COBE did a spectacular job of showing that the CMB was exactly as the Big Bang prediction. There is a large feature at the level of one in a hundred that shows that the Earth is moving through the CMB. The radiation coming towards us looks more energetic than the radiation coming from behind. Taking out that effect the CMB is mostly uniform. COBE observed that the fluctuations were below the level of a few in ten thousand. Also COBE did not have good angular resolution, about 7 degree, that is it had a hard time telling the direction of the radiation it was observing.
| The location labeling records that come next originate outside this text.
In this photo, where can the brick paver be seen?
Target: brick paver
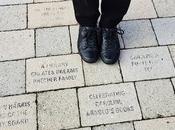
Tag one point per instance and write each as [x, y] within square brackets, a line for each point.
[44, 84]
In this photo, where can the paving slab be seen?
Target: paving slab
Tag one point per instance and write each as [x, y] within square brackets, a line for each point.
[18, 112]
[16, 45]
[100, 73]
[164, 29]
[157, 98]
[9, 2]
[138, 33]
[140, 9]
[108, 104]
[16, 17]
[51, 14]
[156, 124]
[146, 63]
[52, 41]
[165, 8]
[58, 110]
[54, 73]
[12, 77]
[172, 51]
[120, 126]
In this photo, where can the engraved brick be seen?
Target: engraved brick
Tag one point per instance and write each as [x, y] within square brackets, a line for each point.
[121, 126]
[51, 14]
[146, 63]
[108, 104]
[54, 73]
[18, 112]
[58, 110]
[16, 45]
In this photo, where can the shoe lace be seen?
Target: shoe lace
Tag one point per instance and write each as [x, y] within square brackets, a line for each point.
[91, 38]
[112, 34]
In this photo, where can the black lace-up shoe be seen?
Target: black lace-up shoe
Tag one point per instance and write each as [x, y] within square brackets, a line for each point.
[110, 46]
[88, 44]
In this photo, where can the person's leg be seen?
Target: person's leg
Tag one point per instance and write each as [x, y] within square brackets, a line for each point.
[86, 12]
[113, 12]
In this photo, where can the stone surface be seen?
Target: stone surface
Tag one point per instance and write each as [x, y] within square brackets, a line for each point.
[57, 41]
[138, 33]
[108, 104]
[16, 45]
[100, 73]
[173, 81]
[140, 9]
[47, 0]
[172, 52]
[51, 14]
[88, 128]
[165, 7]
[157, 98]
[7, 2]
[12, 77]
[146, 63]
[58, 110]
[18, 112]
[74, 37]
[16, 17]
[121, 126]
[164, 29]
[156, 124]
[54, 73]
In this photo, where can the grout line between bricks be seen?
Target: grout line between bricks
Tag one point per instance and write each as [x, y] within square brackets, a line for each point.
[35, 42]
[78, 104]
[155, 8]
[133, 125]
[120, 69]
[27, 16]
[37, 123]
[77, 24]
[38, 57]
[70, 38]
[96, 85]
[84, 76]
[172, 85]
[25, 77]
[171, 56]
[154, 32]
[138, 101]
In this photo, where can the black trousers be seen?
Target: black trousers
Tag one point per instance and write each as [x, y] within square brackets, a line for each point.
[87, 12]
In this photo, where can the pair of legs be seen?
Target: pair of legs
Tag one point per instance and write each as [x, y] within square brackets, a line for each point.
[103, 43]
[87, 12]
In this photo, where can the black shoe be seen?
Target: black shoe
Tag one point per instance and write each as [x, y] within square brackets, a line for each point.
[110, 46]
[88, 44]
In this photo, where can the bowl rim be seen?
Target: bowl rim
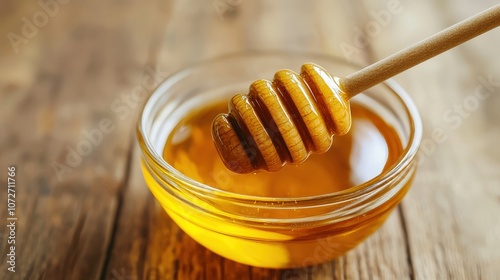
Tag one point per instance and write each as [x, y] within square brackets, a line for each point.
[404, 160]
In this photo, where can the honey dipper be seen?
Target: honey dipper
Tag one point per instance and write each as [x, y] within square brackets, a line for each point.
[285, 120]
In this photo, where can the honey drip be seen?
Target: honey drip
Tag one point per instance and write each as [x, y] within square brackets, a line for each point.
[282, 121]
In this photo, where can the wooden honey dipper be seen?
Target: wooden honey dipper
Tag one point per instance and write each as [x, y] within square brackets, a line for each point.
[298, 114]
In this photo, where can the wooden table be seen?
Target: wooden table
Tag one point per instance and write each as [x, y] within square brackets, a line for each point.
[67, 66]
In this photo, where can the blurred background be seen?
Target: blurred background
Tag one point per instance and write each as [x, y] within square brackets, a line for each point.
[73, 70]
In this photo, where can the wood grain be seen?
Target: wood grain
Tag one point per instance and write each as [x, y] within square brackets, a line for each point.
[99, 221]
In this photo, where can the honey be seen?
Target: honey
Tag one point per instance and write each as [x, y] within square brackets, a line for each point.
[370, 148]
[276, 230]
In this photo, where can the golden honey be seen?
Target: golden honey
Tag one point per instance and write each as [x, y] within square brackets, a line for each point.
[369, 149]
[287, 236]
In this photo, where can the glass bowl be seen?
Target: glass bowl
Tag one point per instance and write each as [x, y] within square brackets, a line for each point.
[296, 231]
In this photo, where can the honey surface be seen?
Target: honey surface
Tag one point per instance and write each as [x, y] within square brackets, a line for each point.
[371, 147]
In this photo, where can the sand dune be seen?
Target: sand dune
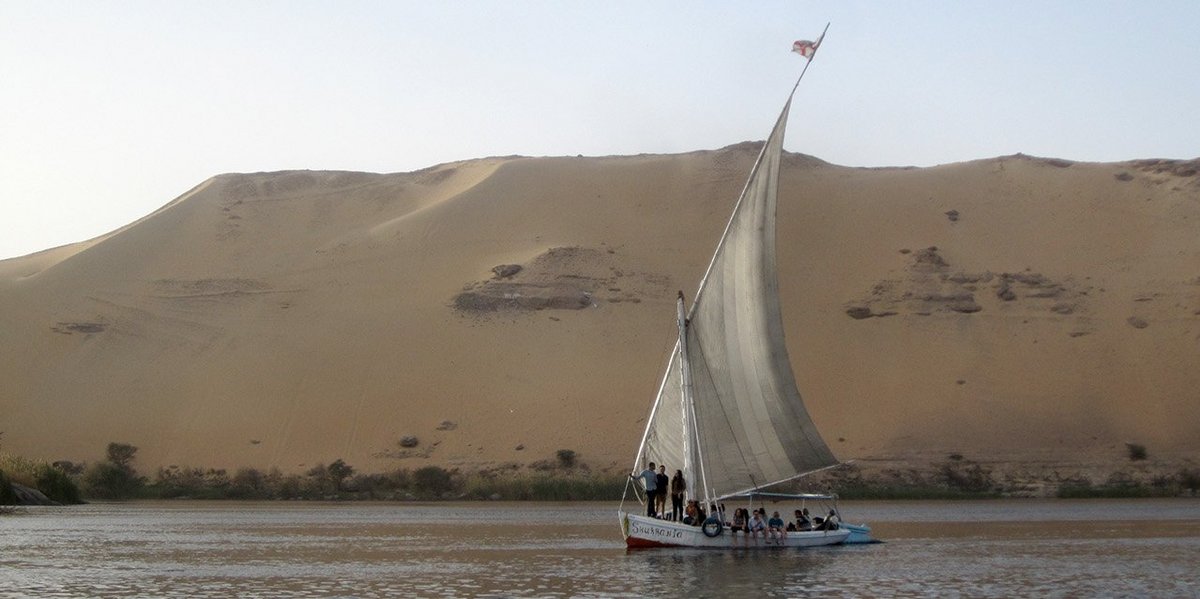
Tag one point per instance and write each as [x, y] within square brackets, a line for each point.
[1023, 307]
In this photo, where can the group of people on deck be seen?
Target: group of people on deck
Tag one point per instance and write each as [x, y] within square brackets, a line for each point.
[754, 525]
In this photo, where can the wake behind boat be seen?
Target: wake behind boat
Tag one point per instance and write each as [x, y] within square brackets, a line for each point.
[729, 415]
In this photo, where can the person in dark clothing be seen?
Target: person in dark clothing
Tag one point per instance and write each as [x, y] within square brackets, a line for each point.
[661, 481]
[678, 489]
[651, 483]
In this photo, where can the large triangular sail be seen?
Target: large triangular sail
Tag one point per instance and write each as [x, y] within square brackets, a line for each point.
[742, 425]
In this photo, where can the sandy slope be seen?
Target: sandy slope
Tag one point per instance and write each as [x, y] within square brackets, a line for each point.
[293, 318]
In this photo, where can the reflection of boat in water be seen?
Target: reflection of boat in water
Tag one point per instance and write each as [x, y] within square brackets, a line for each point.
[729, 413]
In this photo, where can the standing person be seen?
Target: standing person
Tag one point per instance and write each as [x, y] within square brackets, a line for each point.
[678, 489]
[649, 481]
[661, 481]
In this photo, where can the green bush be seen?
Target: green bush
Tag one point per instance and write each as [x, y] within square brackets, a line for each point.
[114, 478]
[7, 496]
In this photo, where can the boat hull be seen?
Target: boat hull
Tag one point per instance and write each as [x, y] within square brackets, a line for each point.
[642, 532]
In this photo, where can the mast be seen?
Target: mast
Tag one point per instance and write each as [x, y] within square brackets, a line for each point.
[693, 448]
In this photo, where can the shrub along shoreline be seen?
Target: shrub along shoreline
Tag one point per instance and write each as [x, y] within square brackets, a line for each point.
[568, 479]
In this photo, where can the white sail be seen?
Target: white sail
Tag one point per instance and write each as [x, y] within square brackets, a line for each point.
[750, 427]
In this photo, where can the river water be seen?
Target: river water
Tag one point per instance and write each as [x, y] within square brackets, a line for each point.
[1002, 549]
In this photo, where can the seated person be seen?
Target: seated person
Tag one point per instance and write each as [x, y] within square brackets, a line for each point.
[690, 513]
[739, 521]
[775, 527]
[829, 522]
[757, 526]
[802, 520]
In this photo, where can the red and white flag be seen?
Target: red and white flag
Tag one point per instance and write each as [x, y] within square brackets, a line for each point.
[805, 48]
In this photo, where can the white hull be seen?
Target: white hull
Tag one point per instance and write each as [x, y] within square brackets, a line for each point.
[648, 532]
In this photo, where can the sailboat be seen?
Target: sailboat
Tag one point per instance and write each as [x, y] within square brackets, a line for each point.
[729, 413]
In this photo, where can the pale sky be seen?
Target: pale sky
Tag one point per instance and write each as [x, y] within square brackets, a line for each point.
[109, 109]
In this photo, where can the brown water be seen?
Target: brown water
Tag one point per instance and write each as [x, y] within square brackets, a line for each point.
[934, 549]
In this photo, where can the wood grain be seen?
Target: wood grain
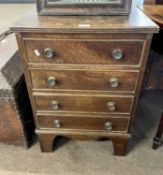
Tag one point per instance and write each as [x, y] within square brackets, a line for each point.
[83, 102]
[89, 80]
[84, 52]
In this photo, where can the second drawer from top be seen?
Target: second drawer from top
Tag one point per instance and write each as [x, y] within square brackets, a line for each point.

WMAP is an improved version of COBE. It is sensitive to fluctuations in CMB energy at a few parts in a hundred thousand and has angular resolution of a few tenths of a degree. Both of these are more than ten times better than COBE. It sits at the L2 Lagrange point of the Earth-Sun system, the one beyond the Earth's orbit and thus gets an undisturbed view of the Universe over the course of one year. Results from the first year of data were announced on 12 February 2003. Here is a great comparison of the COBE and WMAP maps of the CMB fluctuations showing the improved resolution of WMAP.
The results are spectacular. Here is a list of what has been learned from the initial data:
The WMAP results have swept away any doubts that had been lingering about Dark Energy. The next challenge is to understand it, and WMAP has taken the first step on that road. The results also point the way to other new and renewed mysteries. It has been clear for a long while that there was some mysterious stuff called Dark Matter, and that it was a large fraction of the Universe. WMAP narrows what it could be. Inflation seems to offer the best explanation for the evolution of the very early Universe. We have no clue what drives that expansion.
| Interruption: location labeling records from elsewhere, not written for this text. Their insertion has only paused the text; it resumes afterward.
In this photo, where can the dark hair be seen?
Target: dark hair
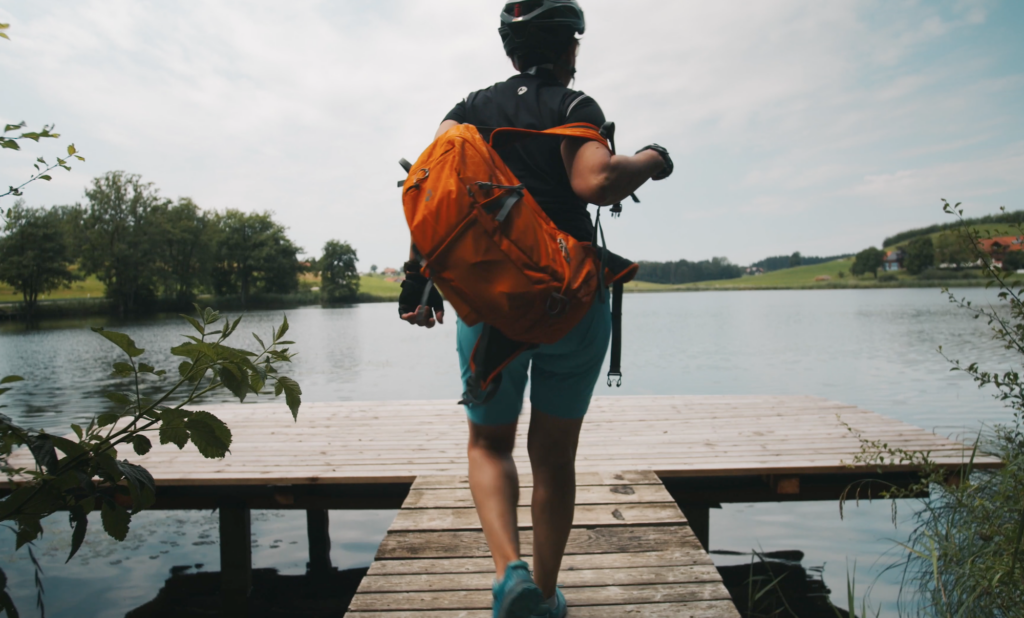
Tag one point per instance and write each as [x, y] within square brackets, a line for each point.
[543, 45]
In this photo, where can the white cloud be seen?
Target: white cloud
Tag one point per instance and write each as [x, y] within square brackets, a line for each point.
[779, 113]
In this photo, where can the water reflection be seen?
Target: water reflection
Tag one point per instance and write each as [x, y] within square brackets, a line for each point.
[871, 348]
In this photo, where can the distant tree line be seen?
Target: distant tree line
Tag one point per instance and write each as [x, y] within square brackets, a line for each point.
[150, 251]
[1016, 217]
[948, 250]
[791, 261]
[685, 271]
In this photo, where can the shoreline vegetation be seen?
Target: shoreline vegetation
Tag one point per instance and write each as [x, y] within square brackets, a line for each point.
[86, 298]
[828, 275]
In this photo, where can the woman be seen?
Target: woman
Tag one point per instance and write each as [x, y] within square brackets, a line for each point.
[563, 176]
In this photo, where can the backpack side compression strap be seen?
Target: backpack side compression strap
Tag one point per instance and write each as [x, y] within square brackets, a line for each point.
[615, 361]
[583, 130]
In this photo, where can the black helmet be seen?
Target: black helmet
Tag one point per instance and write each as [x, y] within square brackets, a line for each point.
[540, 29]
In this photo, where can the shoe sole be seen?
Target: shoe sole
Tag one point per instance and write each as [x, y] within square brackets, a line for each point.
[521, 601]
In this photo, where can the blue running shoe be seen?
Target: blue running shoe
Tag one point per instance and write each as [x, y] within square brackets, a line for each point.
[559, 611]
[516, 596]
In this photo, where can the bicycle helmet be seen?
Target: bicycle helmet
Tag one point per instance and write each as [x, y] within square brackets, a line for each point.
[540, 31]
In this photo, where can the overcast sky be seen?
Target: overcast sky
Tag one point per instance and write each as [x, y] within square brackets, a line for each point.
[796, 125]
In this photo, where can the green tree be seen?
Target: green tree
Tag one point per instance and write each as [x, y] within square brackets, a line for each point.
[953, 249]
[121, 232]
[34, 256]
[920, 255]
[253, 255]
[868, 260]
[339, 277]
[183, 249]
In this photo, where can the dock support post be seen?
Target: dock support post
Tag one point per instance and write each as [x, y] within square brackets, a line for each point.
[318, 524]
[236, 557]
[698, 517]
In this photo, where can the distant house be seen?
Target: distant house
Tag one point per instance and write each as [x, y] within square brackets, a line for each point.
[998, 248]
[893, 260]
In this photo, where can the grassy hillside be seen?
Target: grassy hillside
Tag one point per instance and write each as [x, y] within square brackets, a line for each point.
[803, 277]
[91, 288]
[985, 231]
[376, 285]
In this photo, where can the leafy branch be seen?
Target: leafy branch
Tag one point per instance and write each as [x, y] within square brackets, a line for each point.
[82, 474]
[43, 168]
[965, 553]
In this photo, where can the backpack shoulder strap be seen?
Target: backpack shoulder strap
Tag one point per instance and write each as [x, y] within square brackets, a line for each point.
[584, 130]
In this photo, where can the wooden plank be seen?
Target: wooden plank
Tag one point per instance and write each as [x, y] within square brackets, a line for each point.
[669, 558]
[586, 515]
[459, 498]
[567, 578]
[526, 480]
[699, 609]
[470, 543]
[479, 600]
Finally the WMAP results make it clear that we are living in a Golden Age of Cosmology, the study of the origin and structure of the Universe. Before the COBE result the field was noted for the vagueness of its predictions and a dearth of meaningful results. Since then it has gone from triumph to triumph. COBE set limits on the lumpiness of the Universe, which led to predictions about inflation, Big Bang Nucleosynthesis, and the nature of Dark Matter. Big Bang Nucleosynthesis was shown to be an accurate description of the abundances of the light elements. A number of observations were made of the effects of Dark Matter. The observation of the increasing acceleration of the expansion rate of the Universe by Dark Energy remains a shock. Now the improved data from WMAP has resulted in stack of results that no one can deride as vague or meaningless. Let us all hope that future results will shed light on the nature of Dark Energy, Dark Matter, and inflation.